He did note that in Loudoun County, local officials had called for a moratorium on the use of the method, and that the new law will override that while requiring professional installation according to regulations that will be developed by the State Board of Health.
Because it will work on rocky soils, it will help preserve farmland from commercial development, Hull argued, because developers will be able to build effectively on the rocky soils.
It was also pointed out that Hull introduced the bill this January, a year after Kory had made the decision to run.
On another issue Kory cited as “emblematic” and “a very good example” of the differences between her and Hull, she said that Hull was the patron of a bill to place a cap on proffers that jurisdictions could exact from developers in exchange for zoning and other approvals. She said that Hull had also spoken up years ago against her efforts to encourage the County Board of Supervisors to include support for the schools in consideration of requests for voluntary proffers from developers.
Hull again disputed Kaye’s claim, calling it a “total misrepresentation.” He said he recalled nothing about speaking out against her initiative, but said, “If I did, then why did she circulate petitions for my re-election four years ago?”
The 2007 bill about proffers, HB 3202, he said, was “complicated,” involving some land use attachments to the transportation bill that would have expanded proffer policy to rural counties. He said he came down in favor of preferring the existing system until the matter could be more thoroughly studied. “It was not a call for a cap on proffers,” he insisted.
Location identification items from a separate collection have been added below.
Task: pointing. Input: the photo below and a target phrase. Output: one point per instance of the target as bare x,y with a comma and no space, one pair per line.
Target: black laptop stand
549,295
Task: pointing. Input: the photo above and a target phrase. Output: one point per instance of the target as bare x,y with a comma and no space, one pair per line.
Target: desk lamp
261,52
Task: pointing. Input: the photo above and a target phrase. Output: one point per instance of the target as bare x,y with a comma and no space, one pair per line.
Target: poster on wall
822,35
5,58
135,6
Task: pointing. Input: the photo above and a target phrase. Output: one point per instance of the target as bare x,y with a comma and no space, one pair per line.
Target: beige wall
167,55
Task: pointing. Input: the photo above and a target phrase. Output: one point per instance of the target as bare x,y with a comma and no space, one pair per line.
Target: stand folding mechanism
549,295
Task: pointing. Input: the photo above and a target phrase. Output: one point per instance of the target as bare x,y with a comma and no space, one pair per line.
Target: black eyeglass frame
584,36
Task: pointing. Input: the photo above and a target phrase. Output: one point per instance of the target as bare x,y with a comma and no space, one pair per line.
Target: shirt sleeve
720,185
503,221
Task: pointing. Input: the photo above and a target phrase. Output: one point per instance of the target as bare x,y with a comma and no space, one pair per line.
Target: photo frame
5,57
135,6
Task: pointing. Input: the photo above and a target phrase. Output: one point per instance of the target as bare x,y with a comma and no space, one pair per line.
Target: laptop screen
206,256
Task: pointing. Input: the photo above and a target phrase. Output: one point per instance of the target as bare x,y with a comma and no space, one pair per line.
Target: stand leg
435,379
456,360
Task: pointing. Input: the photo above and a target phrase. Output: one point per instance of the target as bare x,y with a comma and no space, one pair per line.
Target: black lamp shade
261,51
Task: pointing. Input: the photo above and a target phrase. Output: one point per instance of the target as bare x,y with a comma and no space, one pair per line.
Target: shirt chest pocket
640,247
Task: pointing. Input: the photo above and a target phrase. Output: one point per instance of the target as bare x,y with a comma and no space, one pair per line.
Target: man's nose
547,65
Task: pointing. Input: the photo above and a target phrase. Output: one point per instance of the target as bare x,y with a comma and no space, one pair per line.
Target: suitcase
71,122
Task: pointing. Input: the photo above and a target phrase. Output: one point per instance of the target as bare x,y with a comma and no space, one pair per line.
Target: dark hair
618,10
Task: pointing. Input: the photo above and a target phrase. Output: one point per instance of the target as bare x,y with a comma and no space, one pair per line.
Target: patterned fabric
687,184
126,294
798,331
Finally, Kory said she opposed the existing Dillon Rule in Virginia, whereas Hull favors it. The Dillon Rule establishes that no local jurisdiction can pass a law that is not specifically permitted by the state.
Hull has stated in response to a questionnaire, “As a judicial philosophy, there is nothing inherently wrong with the Dillon Rule. It prevents a hodge podge of local ordinances which would be hard for individuals and business owners to follow if they move from one Virginia locality to another.” He added there is some flexibility under the rule, and that he’s fought for more.
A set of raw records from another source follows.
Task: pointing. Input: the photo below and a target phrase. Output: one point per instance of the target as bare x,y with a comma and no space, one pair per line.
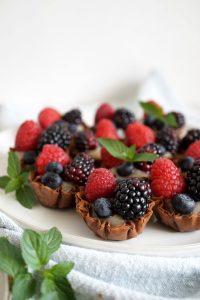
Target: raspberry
108,160
51,153
48,116
101,183
194,150
79,169
166,179
27,136
139,134
106,129
105,111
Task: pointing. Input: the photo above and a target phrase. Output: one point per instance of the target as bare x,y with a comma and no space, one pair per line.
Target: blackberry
193,180
168,138
80,168
123,117
73,116
85,140
154,148
131,198
56,134
192,135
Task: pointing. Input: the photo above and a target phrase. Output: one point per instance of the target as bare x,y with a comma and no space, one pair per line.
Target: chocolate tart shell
104,229
178,222
58,198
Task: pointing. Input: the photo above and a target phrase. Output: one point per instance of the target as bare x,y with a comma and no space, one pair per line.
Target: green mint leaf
145,157
52,238
170,120
152,110
13,168
13,185
4,181
24,287
26,196
11,261
34,249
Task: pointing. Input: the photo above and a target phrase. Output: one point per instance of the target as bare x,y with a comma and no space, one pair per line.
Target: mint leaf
34,249
4,181
52,238
13,185
13,168
146,156
24,287
26,196
11,261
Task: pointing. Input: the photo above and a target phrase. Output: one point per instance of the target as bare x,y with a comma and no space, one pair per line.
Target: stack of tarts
117,173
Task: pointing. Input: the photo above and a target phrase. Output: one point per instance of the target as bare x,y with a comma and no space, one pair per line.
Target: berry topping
166,178
48,116
125,169
123,117
131,198
183,204
167,137
108,160
27,136
51,180
101,183
106,129
79,169
73,116
139,134
56,134
194,150
54,167
51,153
105,111
85,140
102,207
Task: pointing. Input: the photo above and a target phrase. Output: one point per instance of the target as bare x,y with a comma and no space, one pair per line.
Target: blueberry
186,163
183,204
51,180
125,169
29,157
102,207
54,167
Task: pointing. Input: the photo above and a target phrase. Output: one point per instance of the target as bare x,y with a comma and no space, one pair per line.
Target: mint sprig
16,181
27,267
119,150
156,112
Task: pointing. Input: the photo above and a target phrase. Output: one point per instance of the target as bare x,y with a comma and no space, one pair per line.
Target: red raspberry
194,150
48,116
105,111
166,179
139,134
101,183
108,160
27,136
51,153
106,129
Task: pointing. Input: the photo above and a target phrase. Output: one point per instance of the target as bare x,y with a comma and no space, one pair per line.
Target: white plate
155,240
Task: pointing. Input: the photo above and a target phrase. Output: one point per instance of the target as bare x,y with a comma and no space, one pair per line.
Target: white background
63,52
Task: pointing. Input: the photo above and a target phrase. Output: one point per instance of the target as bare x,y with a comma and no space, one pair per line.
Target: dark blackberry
193,180
56,134
79,169
191,136
85,140
168,138
123,117
154,148
73,116
131,198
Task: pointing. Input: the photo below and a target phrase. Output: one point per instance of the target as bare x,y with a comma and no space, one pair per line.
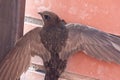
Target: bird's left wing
93,42
18,59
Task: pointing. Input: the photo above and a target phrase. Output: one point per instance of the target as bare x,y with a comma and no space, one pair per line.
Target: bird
55,42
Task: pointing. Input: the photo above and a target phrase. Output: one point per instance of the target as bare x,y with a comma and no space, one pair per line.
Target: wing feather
93,42
18,60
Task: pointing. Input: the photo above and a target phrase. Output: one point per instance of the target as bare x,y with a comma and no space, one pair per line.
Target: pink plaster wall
102,14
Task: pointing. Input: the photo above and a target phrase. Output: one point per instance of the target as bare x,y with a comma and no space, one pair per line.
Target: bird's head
49,18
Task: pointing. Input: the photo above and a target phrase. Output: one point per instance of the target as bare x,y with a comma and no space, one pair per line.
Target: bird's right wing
18,59
93,42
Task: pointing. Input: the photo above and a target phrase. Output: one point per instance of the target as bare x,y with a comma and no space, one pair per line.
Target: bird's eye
47,17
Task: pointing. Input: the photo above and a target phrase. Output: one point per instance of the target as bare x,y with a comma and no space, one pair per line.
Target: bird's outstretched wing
17,61
93,42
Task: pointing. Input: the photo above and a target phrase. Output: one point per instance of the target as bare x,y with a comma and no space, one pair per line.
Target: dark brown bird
55,42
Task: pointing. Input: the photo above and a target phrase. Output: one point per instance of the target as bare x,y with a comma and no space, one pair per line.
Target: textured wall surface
102,14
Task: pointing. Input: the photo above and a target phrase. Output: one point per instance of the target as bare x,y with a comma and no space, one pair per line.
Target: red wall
102,14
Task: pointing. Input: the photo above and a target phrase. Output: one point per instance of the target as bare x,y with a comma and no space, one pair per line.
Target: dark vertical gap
11,24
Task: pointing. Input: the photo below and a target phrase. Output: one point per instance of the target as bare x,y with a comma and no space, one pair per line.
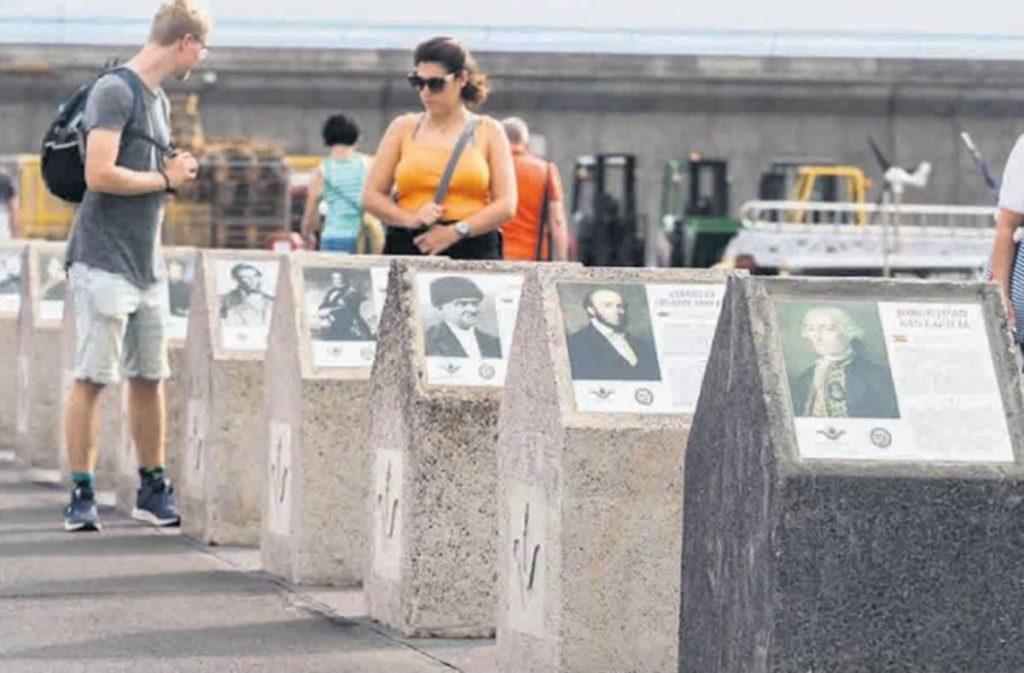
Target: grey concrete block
39,403
825,551
221,480
433,507
10,301
126,468
317,410
590,500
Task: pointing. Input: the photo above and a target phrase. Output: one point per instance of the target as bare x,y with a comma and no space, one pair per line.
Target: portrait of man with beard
605,349
247,304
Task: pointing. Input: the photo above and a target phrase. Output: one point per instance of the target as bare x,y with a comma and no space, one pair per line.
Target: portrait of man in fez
458,300
246,304
843,381
605,349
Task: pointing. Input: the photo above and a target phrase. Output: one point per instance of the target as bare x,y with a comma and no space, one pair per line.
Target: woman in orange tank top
416,150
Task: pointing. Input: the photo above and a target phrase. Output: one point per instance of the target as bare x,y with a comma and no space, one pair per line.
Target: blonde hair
176,18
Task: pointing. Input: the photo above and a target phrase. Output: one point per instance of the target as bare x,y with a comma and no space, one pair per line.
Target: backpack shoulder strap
464,139
138,111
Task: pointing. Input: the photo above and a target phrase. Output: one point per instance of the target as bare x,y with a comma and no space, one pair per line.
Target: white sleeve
1012,192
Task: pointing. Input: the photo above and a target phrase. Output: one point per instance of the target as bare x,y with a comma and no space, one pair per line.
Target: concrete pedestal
11,255
181,264
590,469
39,364
224,469
854,482
434,474
318,413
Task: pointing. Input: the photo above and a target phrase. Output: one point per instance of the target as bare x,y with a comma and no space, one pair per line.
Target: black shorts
487,246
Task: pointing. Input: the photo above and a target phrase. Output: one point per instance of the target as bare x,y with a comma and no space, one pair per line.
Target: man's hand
429,213
1011,311
436,240
180,168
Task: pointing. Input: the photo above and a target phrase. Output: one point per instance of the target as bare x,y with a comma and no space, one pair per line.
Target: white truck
860,239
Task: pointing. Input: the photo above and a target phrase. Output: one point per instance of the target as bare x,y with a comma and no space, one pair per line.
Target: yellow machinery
830,183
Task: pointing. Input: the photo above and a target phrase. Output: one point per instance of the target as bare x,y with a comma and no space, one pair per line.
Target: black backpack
62,156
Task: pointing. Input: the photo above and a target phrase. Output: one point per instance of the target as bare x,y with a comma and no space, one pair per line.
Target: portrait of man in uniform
844,381
178,287
54,284
459,300
341,309
247,304
605,348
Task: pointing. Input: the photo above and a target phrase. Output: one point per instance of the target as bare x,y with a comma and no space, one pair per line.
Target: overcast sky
911,28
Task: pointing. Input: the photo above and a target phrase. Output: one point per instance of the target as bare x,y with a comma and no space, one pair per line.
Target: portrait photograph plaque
343,307
892,381
10,281
245,302
180,269
467,321
638,348
52,286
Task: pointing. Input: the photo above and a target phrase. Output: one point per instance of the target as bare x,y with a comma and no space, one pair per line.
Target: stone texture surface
434,529
315,512
222,479
38,372
589,507
8,363
794,565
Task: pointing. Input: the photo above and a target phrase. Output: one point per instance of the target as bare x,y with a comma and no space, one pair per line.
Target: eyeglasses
435,84
204,51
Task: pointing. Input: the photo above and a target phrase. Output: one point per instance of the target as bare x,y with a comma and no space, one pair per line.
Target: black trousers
398,241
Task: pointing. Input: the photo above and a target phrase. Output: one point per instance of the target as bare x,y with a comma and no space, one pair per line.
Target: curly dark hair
339,129
456,57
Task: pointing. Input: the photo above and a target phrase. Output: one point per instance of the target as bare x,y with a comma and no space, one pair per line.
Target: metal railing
855,218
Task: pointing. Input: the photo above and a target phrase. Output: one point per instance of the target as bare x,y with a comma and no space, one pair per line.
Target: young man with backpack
116,266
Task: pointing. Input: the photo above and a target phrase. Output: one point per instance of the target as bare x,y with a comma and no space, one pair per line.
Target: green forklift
695,210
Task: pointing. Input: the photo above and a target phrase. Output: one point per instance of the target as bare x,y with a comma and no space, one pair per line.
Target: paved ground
133,598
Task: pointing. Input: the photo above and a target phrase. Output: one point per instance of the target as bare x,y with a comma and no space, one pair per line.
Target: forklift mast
604,211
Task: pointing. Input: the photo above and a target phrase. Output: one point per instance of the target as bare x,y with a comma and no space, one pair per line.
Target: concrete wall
745,110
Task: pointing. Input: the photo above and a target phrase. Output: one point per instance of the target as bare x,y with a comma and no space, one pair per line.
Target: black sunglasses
435,84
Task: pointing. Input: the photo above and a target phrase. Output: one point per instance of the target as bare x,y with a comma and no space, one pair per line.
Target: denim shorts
119,328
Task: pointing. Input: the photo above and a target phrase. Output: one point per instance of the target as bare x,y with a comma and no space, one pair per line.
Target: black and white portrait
836,361
53,282
180,270
245,292
459,320
608,333
340,304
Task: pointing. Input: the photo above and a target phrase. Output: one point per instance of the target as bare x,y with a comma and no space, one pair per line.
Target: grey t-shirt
118,234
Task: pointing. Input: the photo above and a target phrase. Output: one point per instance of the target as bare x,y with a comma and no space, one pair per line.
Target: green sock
82,479
152,473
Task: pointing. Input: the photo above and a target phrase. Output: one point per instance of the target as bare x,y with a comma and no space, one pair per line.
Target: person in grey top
117,280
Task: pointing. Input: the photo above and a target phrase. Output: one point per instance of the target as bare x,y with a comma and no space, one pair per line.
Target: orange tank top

“To provide for more local authority, I have been the sponsor or co-sponsor over the years of bills to allow local governments to include sexual orientation in local human rights ordinances, to allow public employees to “meet and confer” with local governments, to allow local governments to use local funds for workforce housing, and to restrict guns and other dangerous weapons in public facilities.”
Saying he was “surprised” by the challenge from Kory, Hull said he contributed to her school board campaign in 1999, and in 2005 Kory offered to petition for him. “In 10 years (of her being on the school board) she hasn’t called me once about an issue,” he said.
This election marks the first time Hull has faced a primary challenge. There were no opportunities for a head-to-head debate between the two candidates before the campaign.
The winner of the June 9 Democratic primary will face Republican Danny Smith, making a second bid for the 38th District job, in November.